Re: [PATCH] Documentation: coding-style: don't encourage WARN*()

From: Greg KH
Date: Mon Apr 15 2024 - 01:21:50 EST


On Sun, Apr 14, 2024 at 10:48:35PM +0300, Laurent Pinchart wrote:
> Hi Alex,
>
> Thank you for the patch.
>
> On Sun, Apr 14, 2024 at 12:08:50PM -0500, Alex Elder wrote:
> > Several times recently Greg KH has admonished that variants of WARN()
> > should not be used, because when the panic_on_warn kernel option is set,
> > their use can lead to a panic. His reasoning was that the majority of
> > Linux instances (including Android and cloud systems) run with this option
> > enabled. And therefore a condition leading to a warning will frequently
> > cause an undesirable panic.
> >
> > The "coding-style.rst" document says not to worry about this kernel
> > option. Update it to provide a more nuanced explanation.
> >
> > Signed-off-by: Alex Elder <elder@xxxxxxxxxx>
> > ---
> > Documentation/process/coding-style.rst | 21 +++++++++++----------
> > 1 file changed, 11 insertions(+), 10 deletions(-)
> >
> > diff --git a/Documentation/process/coding-style.rst b/Documentation/process/coding-style.rst
> > index 9c7cf73473943..bce43b01721cb 100644
> > --- a/Documentation/process/coding-style.rst
> > +++ b/Documentation/process/coding-style.rst
> > @@ -1235,17 +1235,18 @@ example. Again: WARN*() must not be used for a condition that is expected
> > to trigger easily, for example, by user space actions. pr_warn_once() is a
> > possible alternative, if you need to notify the user of a problem.
> >
> > -Do not worry about panic_on_warn users
> > -**************************************
> > +The panic_on_warn kernel option
> > +********************************
> >
> > -A few more words about panic_on_warn: Remember that ``panic_on_warn`` is an
> > -available kernel option, and that many users set this option. This is why
> > -there is a "Do not WARN lightly" writeup, above. However, the existence of
> > -panic_on_warn users is not a valid reason to avoid the judicious use
> > -WARN*(). That is because, whoever enables panic_on_warn has explicitly
> > -asked the kernel to crash if a WARN*() fires, and such users must be
> > -prepared to deal with the consequences of a system that is somewhat more
> > -likely to crash.
> > +Note that ``panic_on_warn`` is an available kernel option. If it is enabled,
> > +a WARN*() call whose condition holds leads to a kernel panic. Many users
> > +(including Android and many cloud providers) set this option, and this is
> > +why there is a "Do not WARN lightly" writeup, above.
> > +
> > +The existence of this option is not a valid reason to avoid the judicious
> > +use of warnings. There are other options: ``dev_warn*()`` and ``pr_warn*()``
> > +issue warnings but do **not** cause the kernel to crash. Use these if you
> > +want to prevent such panics.
>
> Those options are not equivalent, they print a single message, which is
> much easier to ignore. WARN() is similar to -Werror in some sense, it
> pushes vendors to fix the warnings. I have used WARN() in the past to
> indicate usage of long-deprecated APIs that we were getting close to
> removing for instance. dev_warn() wouldn't have had the same effect.

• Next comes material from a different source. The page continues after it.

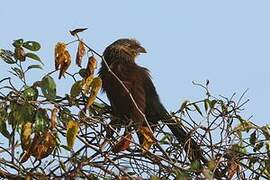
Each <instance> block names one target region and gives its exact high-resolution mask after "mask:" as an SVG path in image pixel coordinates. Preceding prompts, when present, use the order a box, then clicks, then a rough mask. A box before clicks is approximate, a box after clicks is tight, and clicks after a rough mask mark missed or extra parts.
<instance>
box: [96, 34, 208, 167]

If you want to reboot a box because someone called an "improper" api,
then sure, use WARN(), but that feels like a really bad idea. Just
remove the api and fix up all in-kernel users instead. Why wait?

If you want to show a traceback, then just print that out, but I've seen
that totally ignored as well, removing the api is usually the only way
to get people to actually notice, as then their builds break.

thanks,

greg k-h